UI in Flames? 24 Easy Design Tips for Software Engineers.
You’re a top notch back-end engineer. You can develop almost any server-side and client-side application. But, when it comes to design, you’re completely lost. Maybe you’re working on an app or website right now that’s going up in smoke. Or, perhaps you’re looking to collect some simple tips to keep in your back pocket the next time you’ve got a UI to tend to, and no designer to back you up. No matter the reason, here’s your go-to game plan.
As a full-time freelance product designer having designed countless UX and UI experiences, these are areas software engineers overlook the most, but are so easy to fix, and have the greatest impact on design. The best part? You’ll never have to open a complicated design program to make use of them. Alright, let’s get into it!
If the layout is disorderly, try these.
Comprehension of an interface or experience is predicated on guiding the viewer to particular areas of a screen, in the order you want things to be seen. If the layout is confusing, here are the easiest ways to fix it.
Establish a perimeter
Borders help define content and groups, and add structure to a screen. Moreover, a border can be much more than a pixel line around an element. A border can be thin, thick, an entire filled-in shape, or even a background image. Add a border to help separate different areas of a design and signal to the viewer that anything outside of it isn’t immediately relevant.
Create some distance
When every inch of space is occupied by content, things start to heat up in a bad way. To fix this, try adding a bit more space between elements—in the design world we call this white space, or negative space. Increase the space between sections of content, and add more margin or padding. A little distance between elements will be a breath of fresh air.
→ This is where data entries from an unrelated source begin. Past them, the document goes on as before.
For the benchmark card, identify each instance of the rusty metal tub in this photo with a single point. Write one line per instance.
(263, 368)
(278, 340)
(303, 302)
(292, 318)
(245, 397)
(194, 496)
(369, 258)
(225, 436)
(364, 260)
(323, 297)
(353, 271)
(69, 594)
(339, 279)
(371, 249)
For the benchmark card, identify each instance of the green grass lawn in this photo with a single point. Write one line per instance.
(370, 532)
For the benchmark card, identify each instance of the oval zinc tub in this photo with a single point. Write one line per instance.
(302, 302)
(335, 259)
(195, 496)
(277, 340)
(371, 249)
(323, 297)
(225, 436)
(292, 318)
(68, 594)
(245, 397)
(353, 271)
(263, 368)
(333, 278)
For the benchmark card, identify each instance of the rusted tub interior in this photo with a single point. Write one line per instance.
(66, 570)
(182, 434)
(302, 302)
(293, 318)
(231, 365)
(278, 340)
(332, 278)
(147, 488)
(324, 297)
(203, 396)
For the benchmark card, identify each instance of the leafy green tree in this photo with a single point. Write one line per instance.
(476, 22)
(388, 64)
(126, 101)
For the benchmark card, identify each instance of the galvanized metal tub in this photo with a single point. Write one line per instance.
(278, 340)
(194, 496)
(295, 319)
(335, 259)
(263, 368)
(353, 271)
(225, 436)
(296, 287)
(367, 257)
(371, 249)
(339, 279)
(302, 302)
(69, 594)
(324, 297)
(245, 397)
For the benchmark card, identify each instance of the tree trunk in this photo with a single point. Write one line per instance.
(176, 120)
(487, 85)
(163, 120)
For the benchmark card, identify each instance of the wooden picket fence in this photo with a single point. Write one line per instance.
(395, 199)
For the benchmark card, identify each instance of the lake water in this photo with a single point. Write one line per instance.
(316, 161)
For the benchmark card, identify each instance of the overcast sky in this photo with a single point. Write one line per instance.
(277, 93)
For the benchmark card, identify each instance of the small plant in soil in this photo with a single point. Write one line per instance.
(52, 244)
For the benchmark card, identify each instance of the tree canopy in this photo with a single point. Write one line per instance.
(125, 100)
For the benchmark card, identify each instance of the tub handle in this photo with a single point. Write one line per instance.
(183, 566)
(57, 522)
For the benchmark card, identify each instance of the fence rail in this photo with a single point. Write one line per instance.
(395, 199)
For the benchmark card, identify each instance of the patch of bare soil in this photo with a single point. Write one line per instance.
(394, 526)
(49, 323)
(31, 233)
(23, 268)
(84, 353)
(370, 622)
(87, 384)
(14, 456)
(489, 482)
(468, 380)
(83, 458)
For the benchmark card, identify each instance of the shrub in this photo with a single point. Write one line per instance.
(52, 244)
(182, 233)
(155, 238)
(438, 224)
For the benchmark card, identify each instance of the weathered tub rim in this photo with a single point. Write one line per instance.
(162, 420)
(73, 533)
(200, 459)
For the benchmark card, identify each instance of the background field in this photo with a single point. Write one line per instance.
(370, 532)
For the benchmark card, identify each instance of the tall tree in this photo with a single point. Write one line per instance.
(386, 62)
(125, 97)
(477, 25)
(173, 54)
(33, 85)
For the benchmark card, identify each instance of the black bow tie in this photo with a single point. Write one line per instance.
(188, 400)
Prioritize what’s emphasized
When there are too many messages for a viewer to look at, nothing stands out. Do some damage control:
- Make sure there aren’t multiple sizes and/or colors of text in the same paragraph.
- Limit excessive use of arrows—they can direct a viewer’s attention to a CTA or some other area within a design, but if the visual comprehension of your layout requires it, that’s usually a sign of larger disorganization.
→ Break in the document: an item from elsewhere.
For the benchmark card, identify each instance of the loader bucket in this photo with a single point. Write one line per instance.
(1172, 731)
- Decreasing the size of the logo can improve the look of a design by shifting focus from the logo itself, to the content. Try reducing the size of the logo by approximately 25%.
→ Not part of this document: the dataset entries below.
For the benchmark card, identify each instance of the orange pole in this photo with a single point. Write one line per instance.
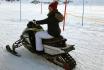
(64, 14)
(41, 8)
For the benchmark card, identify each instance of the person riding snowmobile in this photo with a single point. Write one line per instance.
(52, 21)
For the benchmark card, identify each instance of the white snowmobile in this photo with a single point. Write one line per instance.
(56, 50)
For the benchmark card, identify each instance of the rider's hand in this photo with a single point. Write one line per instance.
(30, 24)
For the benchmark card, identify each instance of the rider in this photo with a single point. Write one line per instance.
(52, 21)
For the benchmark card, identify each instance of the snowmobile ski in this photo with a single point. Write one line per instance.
(11, 51)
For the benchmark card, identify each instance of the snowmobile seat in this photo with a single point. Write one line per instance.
(56, 42)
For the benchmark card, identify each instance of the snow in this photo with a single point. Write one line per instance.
(88, 39)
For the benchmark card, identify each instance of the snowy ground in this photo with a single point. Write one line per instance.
(89, 53)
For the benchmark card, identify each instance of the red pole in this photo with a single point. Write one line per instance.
(65, 14)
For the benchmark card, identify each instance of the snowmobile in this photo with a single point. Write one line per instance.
(55, 50)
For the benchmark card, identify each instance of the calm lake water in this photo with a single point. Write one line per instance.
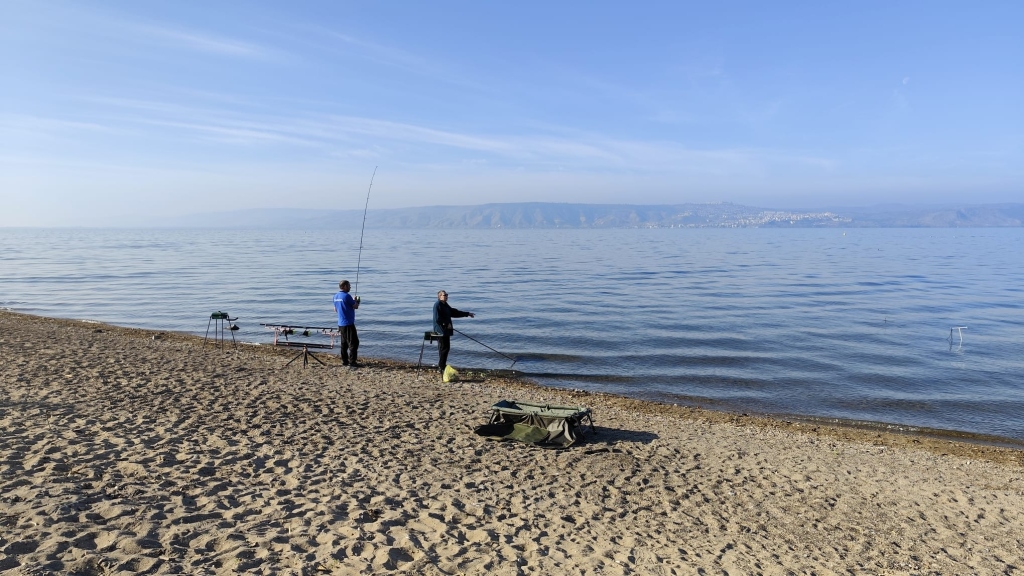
(823, 323)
Is the text easy to read, or should you burn after reading?
If the text isn’t easy to read at a glance you’re toast. After all, the words an experience encompasses are half of what the viewer is looking at. You’ve got to make it easy on them. Try these tips.
A case for capitals
Text written in all caps is more difficult to read than text that isn’t. When we read, we look at the highs and lows of each letter to help us determine the actual letter we’re reading, and combine each letter to understand the word we’re reading. So, when you have long passages of text, use title case, which is when the first letter of each word is capitalized, or sentence case, where only the first letter of each word and proper nouns are capitalized, to avoid this dilemma.
Don’t use fonts this way
If you designed the thing you’re working on, you likely picked a unique font that has loads of personality. Nice! But, if you picked the wrong one, that can be what’s putting your experience in distress. Certain fonts that are more decorative and ornate are classified as display fonts, and can make a design illegible when used for small text.
Some popular display fonts are Lobster, Bebas (only because it doesn’t have any lowercase characters,) Cinzel, and Kelly Slab to name a few. Recognize any of these? Such fonts should be reserved for headlines and text larger than approximately 30 pixels. But, that’s a guideline. It all depends on your situation, and the font you’re using.
The right number (and combination) of fonts
As a software engineer picking fonts is probably a chore. And, the more fonts a design uses the more difficult it is to get things to come together. That said, easily shore up a shaky layout by limiting the fonts to just one. Pick a font that has a specimen with many different weights (thin, light, medium, bold, etc.) Or, use a variable font. The amount of variety you can achieve with capitalization, color, and letter spacing will easily make up for the difference in limiting the quantity. If you really do need more than one, don’t break a sweat finding the perfect combination, rely on a font pairing tool to do the leg work.
Wrap at the right time
This next one applies to interfaces where the screen is large enough for this to be an issue. In web design, when the width of your content is too wide it can quickly grow unwieldy look at and read. Text shouldn’t span the entire width of the screen on desktop; give it a maximum width. Or, break the content up into columns that sit next to each other.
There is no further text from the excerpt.